×

MUDANÇAS NA EDUCAÇÃO | Reforma do Ensino Médio: mais precarização para professores e alunos

quarta-feira 26 de agosto de 2015 | 11:56

Na última semana, o secretário de Educação de São Paulo, Herman Voorwald, deu entrevista à Folha de São Paulo publicada em edição do dia 22/08 sobre a proposta de reforma curricular do Ensino Médio. Parece que todo o eixo da entrevista (onde parece que escorrega mais que sabonete frente às perguntas do entrevistador) é dizer que o governo quer “dar as informações de que ele [aluno] precisa para, naquela rota, solucionar problemas”. O que isso quer dizer, afinal? Na entrevista fica tudo muito enevoado, mas para um professor da rede isso não é tão misterioso assim.

Nós professores conhecemos a atual realidade da escola pública, e conseguimos já vislumbrar o que virá com tal reforma apenas lendo as escorregadias respostas de Voorwald.
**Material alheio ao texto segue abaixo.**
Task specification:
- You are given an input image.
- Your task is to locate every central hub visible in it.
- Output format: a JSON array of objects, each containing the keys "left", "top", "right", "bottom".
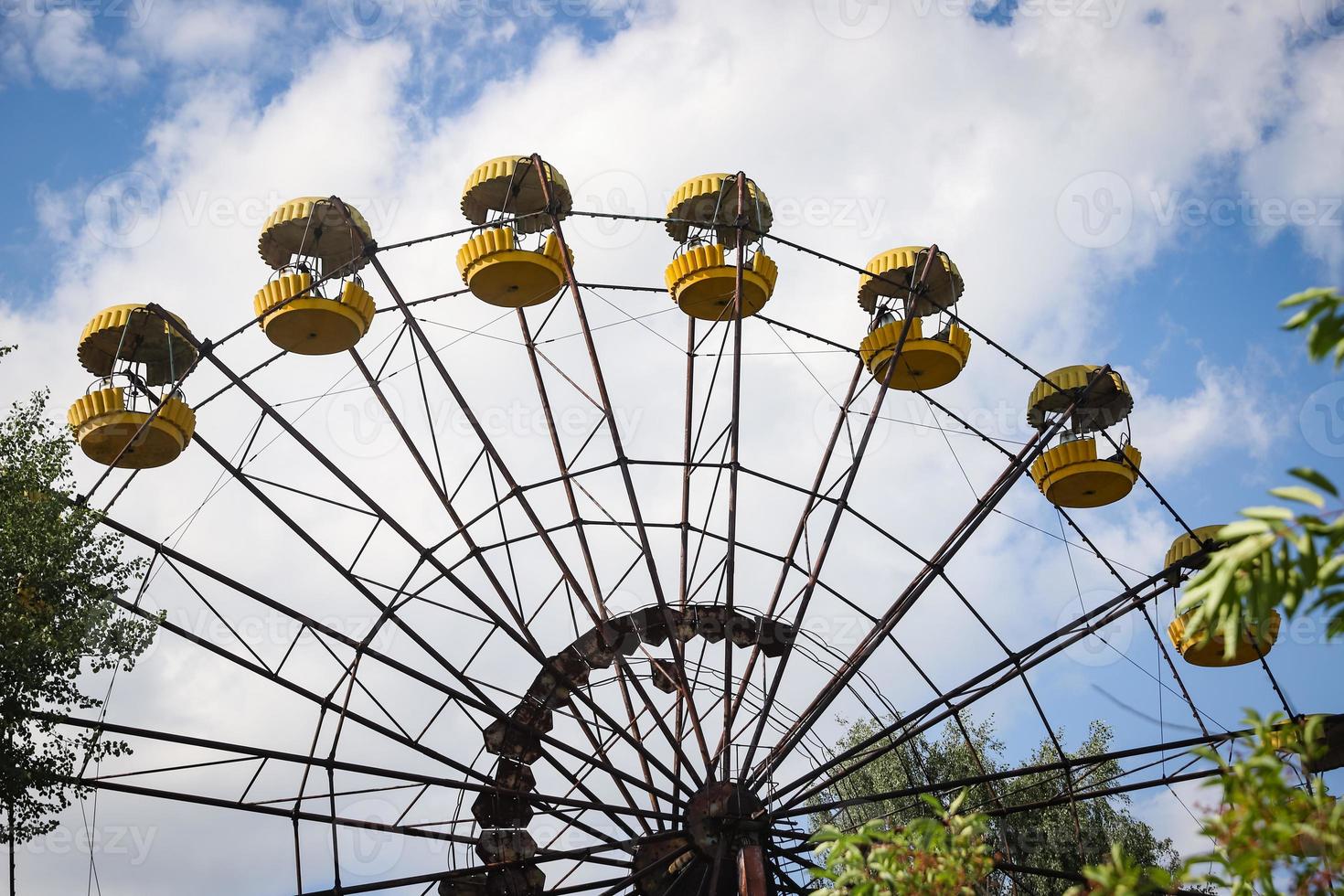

É bem preocupante, no entanto, que já exista um projeto enviado ao Legislativo, como afirma o secretário, sem que ninguém tenha tido acesso ao conteúdo. Ainda que ele diga que irá “discutir com a rede”, sabemos que as práticas do PSDB são de impor seus projetos sem consulta alguma. Um projeto dessa magnitude, que começa de uma forma sombria e sem informações, só pode representar um ataque às condições já precárias do ensino público. E, por experiência, já podemos enxergá-las...

O governo alega que quer “dar autonomia ao aluno” pela escolha de suas matérias a partir dos assuntos que mais lhe chamam interesse. A princípio, parece uma ideia boa, para enriquecer a formação do aluno fisgando-o pelos seus gostos. Mas acaba sendo uma falácia, uma vez que na educação pública, precarizada e antidemocrática como é, nunca permitiu que o aluno desenvolvesse, com todo o suporte necessário, um interesse particular pelo seu estudo. A superlotação das salas, a aprovação automática, a precarização das condições de trabalho do professor, tudo isso gera uma falta constante de atendimento aos alunos nas suas particularidades, e, portanto, gera a realidade de um ensino em que o aluno mais “empurra com a barriga” do que cria um interesse real pelo seu estudo. O que na verdade essa proposta de alteração curricular esconde é a intenção de formar “solucionadores de problemas”, ou seja, trabalhadores precariamente formados para responder às funções empregatícias que lhe forem dadas no mercado de trabalho. As básicas.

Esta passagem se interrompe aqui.